Since the killing of George Floyd by white police officers in May, Black Lives Matter supporters and white supremacists have fought each other in different scenes across the US, showing how much racial tensions are still lingering in the country. 

Back in the 1960s, despite assassinations and the Republic Party’s resistance, the Civil Rights Movement, which was backed by much of the Democratic Party, achieved most of its objectives, ending segregation across the nation’s schools, busses and working places with Washington’s embrace of the Civil Rights Act of 1964. 

AP Archive

In this Aug. 28, 1963, file photo Dr. Martin Luther King, Jr., center front, marches for civil rights, arms linked in a line of men, in the March on Washington.

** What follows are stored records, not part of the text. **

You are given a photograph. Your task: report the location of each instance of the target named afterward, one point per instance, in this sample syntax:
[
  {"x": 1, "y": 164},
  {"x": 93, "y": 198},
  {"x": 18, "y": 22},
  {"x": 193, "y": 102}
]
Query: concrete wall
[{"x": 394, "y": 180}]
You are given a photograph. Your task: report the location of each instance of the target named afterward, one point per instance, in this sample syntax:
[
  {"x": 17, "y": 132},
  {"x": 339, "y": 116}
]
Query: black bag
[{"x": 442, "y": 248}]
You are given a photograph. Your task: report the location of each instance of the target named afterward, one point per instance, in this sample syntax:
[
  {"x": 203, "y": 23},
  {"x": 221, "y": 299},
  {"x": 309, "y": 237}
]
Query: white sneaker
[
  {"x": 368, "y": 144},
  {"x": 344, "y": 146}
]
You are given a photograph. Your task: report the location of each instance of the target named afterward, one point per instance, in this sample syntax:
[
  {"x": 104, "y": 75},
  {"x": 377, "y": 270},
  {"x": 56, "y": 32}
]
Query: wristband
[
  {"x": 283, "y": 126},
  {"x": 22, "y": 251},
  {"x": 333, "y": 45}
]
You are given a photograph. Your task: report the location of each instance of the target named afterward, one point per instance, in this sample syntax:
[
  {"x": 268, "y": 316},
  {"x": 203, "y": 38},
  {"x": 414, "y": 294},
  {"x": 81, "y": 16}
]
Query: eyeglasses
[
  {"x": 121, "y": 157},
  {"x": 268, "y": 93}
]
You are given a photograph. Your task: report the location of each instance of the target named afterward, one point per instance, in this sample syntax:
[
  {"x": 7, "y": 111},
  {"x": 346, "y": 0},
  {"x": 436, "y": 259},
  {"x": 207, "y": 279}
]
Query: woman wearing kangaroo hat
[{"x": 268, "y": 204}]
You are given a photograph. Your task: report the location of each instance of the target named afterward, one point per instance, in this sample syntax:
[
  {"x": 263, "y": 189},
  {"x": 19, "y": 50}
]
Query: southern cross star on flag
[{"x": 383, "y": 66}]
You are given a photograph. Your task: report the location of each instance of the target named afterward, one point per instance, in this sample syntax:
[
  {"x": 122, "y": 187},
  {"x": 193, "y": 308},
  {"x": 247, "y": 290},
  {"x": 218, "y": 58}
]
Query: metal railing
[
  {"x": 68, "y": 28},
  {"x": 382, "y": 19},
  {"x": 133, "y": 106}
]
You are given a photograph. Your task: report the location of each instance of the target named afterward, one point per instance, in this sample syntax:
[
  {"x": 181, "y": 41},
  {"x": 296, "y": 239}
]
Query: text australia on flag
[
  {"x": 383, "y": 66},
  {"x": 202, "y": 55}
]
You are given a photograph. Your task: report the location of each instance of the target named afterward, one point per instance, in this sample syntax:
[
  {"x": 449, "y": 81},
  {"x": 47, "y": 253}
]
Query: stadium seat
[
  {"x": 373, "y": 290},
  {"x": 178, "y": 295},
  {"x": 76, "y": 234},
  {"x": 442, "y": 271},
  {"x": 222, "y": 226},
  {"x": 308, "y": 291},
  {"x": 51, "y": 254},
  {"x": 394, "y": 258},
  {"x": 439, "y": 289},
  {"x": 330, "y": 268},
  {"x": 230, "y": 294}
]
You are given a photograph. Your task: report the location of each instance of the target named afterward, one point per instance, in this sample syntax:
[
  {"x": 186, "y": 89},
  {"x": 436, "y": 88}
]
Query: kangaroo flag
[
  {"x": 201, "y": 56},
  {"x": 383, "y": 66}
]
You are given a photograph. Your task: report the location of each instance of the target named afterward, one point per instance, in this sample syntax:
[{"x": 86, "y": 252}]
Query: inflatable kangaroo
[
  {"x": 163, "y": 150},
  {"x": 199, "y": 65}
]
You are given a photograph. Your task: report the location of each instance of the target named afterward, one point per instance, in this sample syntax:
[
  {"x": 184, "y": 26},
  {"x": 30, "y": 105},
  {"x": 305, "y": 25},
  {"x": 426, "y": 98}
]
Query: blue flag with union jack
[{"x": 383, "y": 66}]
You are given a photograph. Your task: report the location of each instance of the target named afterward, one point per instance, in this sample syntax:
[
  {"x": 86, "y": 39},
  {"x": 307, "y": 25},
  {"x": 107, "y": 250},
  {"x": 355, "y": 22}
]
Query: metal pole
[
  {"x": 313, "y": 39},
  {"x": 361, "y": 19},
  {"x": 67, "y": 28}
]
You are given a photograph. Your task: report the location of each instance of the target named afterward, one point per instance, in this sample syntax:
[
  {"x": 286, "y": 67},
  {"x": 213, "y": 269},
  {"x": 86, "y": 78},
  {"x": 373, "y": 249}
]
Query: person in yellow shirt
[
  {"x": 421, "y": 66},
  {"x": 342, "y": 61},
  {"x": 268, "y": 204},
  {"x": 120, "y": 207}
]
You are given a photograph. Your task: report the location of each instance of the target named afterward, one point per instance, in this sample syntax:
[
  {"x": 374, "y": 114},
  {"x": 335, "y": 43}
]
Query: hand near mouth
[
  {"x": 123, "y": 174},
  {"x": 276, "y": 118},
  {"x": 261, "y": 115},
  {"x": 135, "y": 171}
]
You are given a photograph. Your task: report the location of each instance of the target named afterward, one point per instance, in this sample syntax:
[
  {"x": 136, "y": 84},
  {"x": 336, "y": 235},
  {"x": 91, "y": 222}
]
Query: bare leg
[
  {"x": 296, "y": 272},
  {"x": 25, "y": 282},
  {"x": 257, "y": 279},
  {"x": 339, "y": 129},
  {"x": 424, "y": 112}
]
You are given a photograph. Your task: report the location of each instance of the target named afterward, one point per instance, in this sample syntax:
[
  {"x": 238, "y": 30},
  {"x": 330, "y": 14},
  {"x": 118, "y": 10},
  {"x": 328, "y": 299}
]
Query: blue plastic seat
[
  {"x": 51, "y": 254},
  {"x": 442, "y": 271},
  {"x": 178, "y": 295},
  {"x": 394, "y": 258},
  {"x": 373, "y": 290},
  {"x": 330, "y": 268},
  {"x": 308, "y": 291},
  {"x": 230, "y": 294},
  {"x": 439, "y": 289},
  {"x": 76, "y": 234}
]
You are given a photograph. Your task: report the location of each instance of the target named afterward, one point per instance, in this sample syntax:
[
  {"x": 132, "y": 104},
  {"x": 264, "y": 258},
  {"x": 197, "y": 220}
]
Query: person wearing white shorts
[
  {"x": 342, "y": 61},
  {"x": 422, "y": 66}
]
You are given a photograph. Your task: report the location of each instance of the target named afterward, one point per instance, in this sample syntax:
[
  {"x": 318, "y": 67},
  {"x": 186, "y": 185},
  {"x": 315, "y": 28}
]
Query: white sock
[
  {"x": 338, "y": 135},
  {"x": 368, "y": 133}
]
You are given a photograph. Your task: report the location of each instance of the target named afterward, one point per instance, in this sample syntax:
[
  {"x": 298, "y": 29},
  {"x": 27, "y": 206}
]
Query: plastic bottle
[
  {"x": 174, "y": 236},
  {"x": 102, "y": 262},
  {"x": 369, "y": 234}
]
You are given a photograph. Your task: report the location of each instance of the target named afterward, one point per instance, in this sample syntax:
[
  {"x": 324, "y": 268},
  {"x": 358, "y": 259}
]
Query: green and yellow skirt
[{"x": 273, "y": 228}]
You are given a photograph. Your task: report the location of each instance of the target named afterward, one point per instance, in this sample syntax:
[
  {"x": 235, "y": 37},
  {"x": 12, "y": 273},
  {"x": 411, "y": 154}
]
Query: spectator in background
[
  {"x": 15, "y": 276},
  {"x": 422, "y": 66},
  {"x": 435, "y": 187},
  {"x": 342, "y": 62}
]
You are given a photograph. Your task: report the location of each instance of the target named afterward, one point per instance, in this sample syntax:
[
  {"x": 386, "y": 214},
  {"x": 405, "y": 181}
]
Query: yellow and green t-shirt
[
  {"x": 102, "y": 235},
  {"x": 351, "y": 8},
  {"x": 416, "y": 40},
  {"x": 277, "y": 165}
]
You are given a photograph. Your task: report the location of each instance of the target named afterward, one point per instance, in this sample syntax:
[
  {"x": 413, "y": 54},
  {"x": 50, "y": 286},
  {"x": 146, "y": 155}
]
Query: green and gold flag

Like the Civil War, during the days of the Civil Rights Movement, inclusiveness and racial equality were clearly the winning political argument. 

Could Trumpism trump? 

Nearly six decades later, under the Trump presidency, the US has reached another important turning point in its history as racial tensions have escalated across the country. 

While Trump lost the 2020 election and his numerous legal challenges in courts were invalidated, he refused to concede. This was all done in an unprecedented way, deepening divisions across American society. Interestingly, the president invoked the US Civil War in his last failed legal challenge to overturn the election result at the Supreme Court.

"Our Country is deeply divided in ways that it arguably has not been seen since the election of 1860," the Trump petition said, referring to the last presidential election before the Civil War. The petition also pointed out “a high level of distrust between the opposing sides”. 

But since the Civil War, the US has changed a lot like other countries. Neither changing demographics of the country, nor its powerful industrialists with their global reach have appeared to favour Trump’s political position. 

When allied Roman senators including Caesar’s stepson Brutus defined the assassination of the great general as the only way to protect the Republic, Trump described recent Georgia senate runoffs as “the last line of defence” to preserve an America presumably dominated by its white majority. Georgia was part of the Confederation in the civil war. 

Despite his appeal, both seats have been lost to Democratic challengers, signalling that a red state incrementally turns into a battleground by electing the southern state’s first black senator. 

But Georgia is not unique in terms of this political trend. America’s white majority will lose its dominant character in the upcoming decades, according to census and other data, which might lead red states to eventually become blue.  

TRTWorld

A 2019 Brookings institution analysis has shown that the white majority-non-white minority balance in the US might have already changed as the country’s non-white population under 15 has passed white youths under the same category.

Many experts estimate that other minority aspects across the US will inevitably begin to dominate American life in the 2040s. According to different models, by mid-century, non-white populations will exceed over 50 percent, making the country’s white population a minority in the US. 

By then, it will be even more difficult to make America white again.